As far as I can see it, the liquid-drop-model is - as quoted - semi-empirical, i.e. it takes the observations and tries to explain them by patterns. Those patterns represent the more general principle, that nature always tries to find local energy minima, stable points of balance where energy from elsewhere is needed to leave those states. Since all three atomic forces play a role here the overall situation can be pretty complex. The patterns mentioned in the liquid-drop-model are meant to reduce this complexity onto computational principles. And it works astonishingly well as I experienced as I took them to calculate 100-Tc as a preferred state.

mfb
Mentor
The absence of stable odd isotopes of elements 18 and 58 is just as odd as their absence for elements 43 and 61.
All the odd isotopes argon. scnr.

It is not that odd for the even-numbered elements - 37Ar would have 19 neutrons, 39Ar would have 21 neutrons. 20 is a magic number (the nuclear equivalent of noble gases - completed shells), so 37Cl and 39K are strongly bound, and the argon isotopes decay to those.

139Ce has 81 neutrons, 141 has 83. And 82 is a magic number again.

While the Wikipedia page about technetium is a bit short, the linked article isotopes of technetium has more details.

Magic numbers for reference: 2, 8, 20, 28, 50, 82, and 126

It is not that odd for the even-numbered elements - 37Ar would have 19 neutrons, 39Ar would have 21 neutrons. 20 is a magic number (the nuclear equivalent of noble gases - completed shells), so 37Cl and 39K are strongly bound, and the argon isotopes decay to those.

139Ce has 81 neutrons, 141 has 83. And 82 is a magic number again.
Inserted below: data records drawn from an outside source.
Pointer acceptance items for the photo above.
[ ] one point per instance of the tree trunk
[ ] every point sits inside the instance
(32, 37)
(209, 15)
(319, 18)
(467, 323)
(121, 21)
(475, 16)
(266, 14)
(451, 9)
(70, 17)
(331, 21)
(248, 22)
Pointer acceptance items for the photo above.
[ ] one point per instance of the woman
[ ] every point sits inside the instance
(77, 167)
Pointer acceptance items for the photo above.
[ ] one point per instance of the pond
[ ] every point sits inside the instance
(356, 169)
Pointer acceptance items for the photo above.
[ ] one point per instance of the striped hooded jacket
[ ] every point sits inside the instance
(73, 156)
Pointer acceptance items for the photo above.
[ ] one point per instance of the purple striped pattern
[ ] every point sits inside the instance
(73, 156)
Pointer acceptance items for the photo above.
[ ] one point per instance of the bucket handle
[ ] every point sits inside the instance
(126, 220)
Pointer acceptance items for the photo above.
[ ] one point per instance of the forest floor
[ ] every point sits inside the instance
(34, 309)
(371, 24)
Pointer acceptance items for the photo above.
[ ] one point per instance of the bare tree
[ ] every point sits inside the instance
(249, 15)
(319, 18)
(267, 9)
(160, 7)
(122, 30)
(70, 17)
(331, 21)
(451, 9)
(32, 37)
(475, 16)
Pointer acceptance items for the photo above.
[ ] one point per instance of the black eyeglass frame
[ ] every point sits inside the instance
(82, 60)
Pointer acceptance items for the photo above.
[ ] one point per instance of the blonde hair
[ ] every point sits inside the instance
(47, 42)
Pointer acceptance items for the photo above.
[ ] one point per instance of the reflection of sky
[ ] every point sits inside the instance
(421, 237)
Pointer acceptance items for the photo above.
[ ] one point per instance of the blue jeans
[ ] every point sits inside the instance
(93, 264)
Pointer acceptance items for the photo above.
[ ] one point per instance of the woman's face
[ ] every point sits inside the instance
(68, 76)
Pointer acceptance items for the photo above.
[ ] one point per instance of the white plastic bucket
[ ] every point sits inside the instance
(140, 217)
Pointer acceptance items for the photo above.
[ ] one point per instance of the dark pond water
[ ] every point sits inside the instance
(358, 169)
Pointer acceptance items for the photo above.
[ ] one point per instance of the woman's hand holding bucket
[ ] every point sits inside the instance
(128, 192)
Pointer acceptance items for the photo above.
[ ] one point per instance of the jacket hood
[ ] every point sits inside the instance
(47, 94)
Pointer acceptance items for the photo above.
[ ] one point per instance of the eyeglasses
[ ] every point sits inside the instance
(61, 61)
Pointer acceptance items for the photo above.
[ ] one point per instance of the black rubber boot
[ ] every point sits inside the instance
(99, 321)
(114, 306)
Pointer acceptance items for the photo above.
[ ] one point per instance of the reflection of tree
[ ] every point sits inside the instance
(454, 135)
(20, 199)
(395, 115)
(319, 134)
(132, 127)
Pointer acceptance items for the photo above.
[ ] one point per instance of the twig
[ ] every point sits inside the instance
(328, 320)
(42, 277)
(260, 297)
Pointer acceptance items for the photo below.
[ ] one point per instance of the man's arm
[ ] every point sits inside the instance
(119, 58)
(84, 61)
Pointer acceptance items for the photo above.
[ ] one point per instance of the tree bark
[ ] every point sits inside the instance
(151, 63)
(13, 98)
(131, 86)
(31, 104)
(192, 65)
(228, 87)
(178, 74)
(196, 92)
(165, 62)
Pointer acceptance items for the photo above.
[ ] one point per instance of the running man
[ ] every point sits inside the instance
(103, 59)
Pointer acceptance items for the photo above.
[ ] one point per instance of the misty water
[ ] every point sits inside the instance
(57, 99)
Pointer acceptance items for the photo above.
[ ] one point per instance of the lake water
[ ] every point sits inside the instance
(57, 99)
Magic numbers for reference: 2, 8, 20, 28, 50, 82, and 126
Then why are 55 and 85 the preferred neutron numbers, seeing how both are odd?

mfb
Mentor
Preferred in which way, and where do those numbers come from?

Cerium has the most stable isotope at 82 neutrons, 78, 80 and 84 neutrons also lead to isotopes without observed decay.

Preferred in which way, and where do those numbers come from?
Technetium has no stable isotope because both 97 and 99 are unstable. For 97, the stable isobar is Mo, with 55 neutrons. For 99, the stable isobar is Ru, also with 55 neutrons. What´s special about 55 neutrons?
Promethium has no stable isotopes because both 145 and 147 are unstable. For 145, the stable isobar is Nd, with 85 neutrons. For 147, the stable isobar is Sm, also with 85 neutrons.

mfb
Mentor
It's not the 55 neutrons, it's the paired 42 and 44 protons. There can be only one stable isotope with an odd sum of protons and neutrons, in both cases the elements nearby have a slightly lower energy. Same for promethium.

It's not the 55 neutrons, it's the paired 42 and 44 protons. There can be only one stable isotope with an odd sum of protons and neutrons, in both cases the elements nearby have a slightly lower energy.
Are 43 and 44 then both magic numbers?

mfb
Mentor
None of them is magic, see above. But paired protons and neutrons in general lead to lower energies, and in this case the paired protons win by a small margin.

Thank you for the replies I especially learned much about the liquid drop model. Very useful explination.